Relative to its substantial assets under management tally, Vanguard’s roster of exchange traded funds (ETFs) is small so when the issuer rolls out new products, it’s usually an eye-catching event.

Vanguard generated such buzz on Thursday, April 16 when it introduced two new ETFs: the Vanguard Developed Markets ex-US Value Index ETF (VDV) and Vanguard Developed Markets ex-US Growth Index ETF (VDG).

These additions to the Vanguard ETF stable are potentially noteworthy because it’s the first the issuer has ventured into styles or factors with international ETFs, though some of its previously established ex-US ETFs have value tendencies. And as advisors know, Vanguard features an extensive stable of domestic growth and value ETFs spanning large-, mid- and small-cap equities.

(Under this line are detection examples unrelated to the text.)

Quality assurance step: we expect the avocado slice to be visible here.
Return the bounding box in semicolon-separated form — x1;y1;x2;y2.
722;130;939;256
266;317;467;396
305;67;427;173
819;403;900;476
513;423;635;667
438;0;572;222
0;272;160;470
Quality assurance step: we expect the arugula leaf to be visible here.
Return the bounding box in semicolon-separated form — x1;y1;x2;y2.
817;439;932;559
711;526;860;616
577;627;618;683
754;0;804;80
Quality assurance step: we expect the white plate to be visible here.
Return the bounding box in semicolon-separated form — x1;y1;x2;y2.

“The new index equity international style-based ETFs offer a cost-effective index alternative in a space dominated by active strategies,” said Dan Reyes, Global Head of Investment Product at Vanguard, in a statement. “The ETFs are designed to provide targeted exposure to developed markets equities by investment style and offer low-cost, broadly diversified options to investors in their international equity allocations.”

Examining the New Vanguard ETFs

The Vanguard Developed Markets ex-US Growth Index ETF tracks the S&P Developed Ex-U.S. LargeMidCap Growth Index, which as its name implies, is a collection of growth stocks hailing from developed markets outside the U.S.

That index debuted in 1989 so it’s been around the block and it’s home to 628 stocks, which is a large amount considering it’s a style-dedicated gauge. The interpretation of growth may surprise some investors because the index for this new Vanguard ETF allocates a combined 46.8% of its weight to financial services and industrial stocks – sectors often associated with value, particularly in the U.S. Japanese stocks represent 20.4% of the gauge while Canada and the U.K. combine for 22%.

Turning to the Vanguard Developed Markets ex-US Value Index ETF, that new Vanguard offering benchmarks to the S&P Developed Ex-U.S. LargeMidCap Value Index. That cap-weighted basket of 788 stocks has also been around since 1989.

It allocates 38.3% of its weight to financial and industrial stocks and is significantly overweight energy and materials names to the tune of almost 22% combined. That’s no surprising with a large-cap international value strategy. Confirming that there’s value in Japan, Japanese equities comprise 22.6% of the index with the U.K. placing second at 13.1%.

New Vanguard ETFs Offer Utility

As the new Vanguard ETFs ramp up, advisors may find various ways to deploy the products.

“The ETFs can be used individually for style tilts, together to break out developed markets exposure currently accessed through products like Vanguard FTSE Developed Markets ETF (VEA), or alongside Vanguard Emerging Markets ETF (VWO) to create total international equity exposure,” according to the issuer.

Of course, VDG and VDV live up to the Vanguard tradition of being cost-effective as both carry annual expense ratios of just 0.08%, or $8 on a $10,000 investment.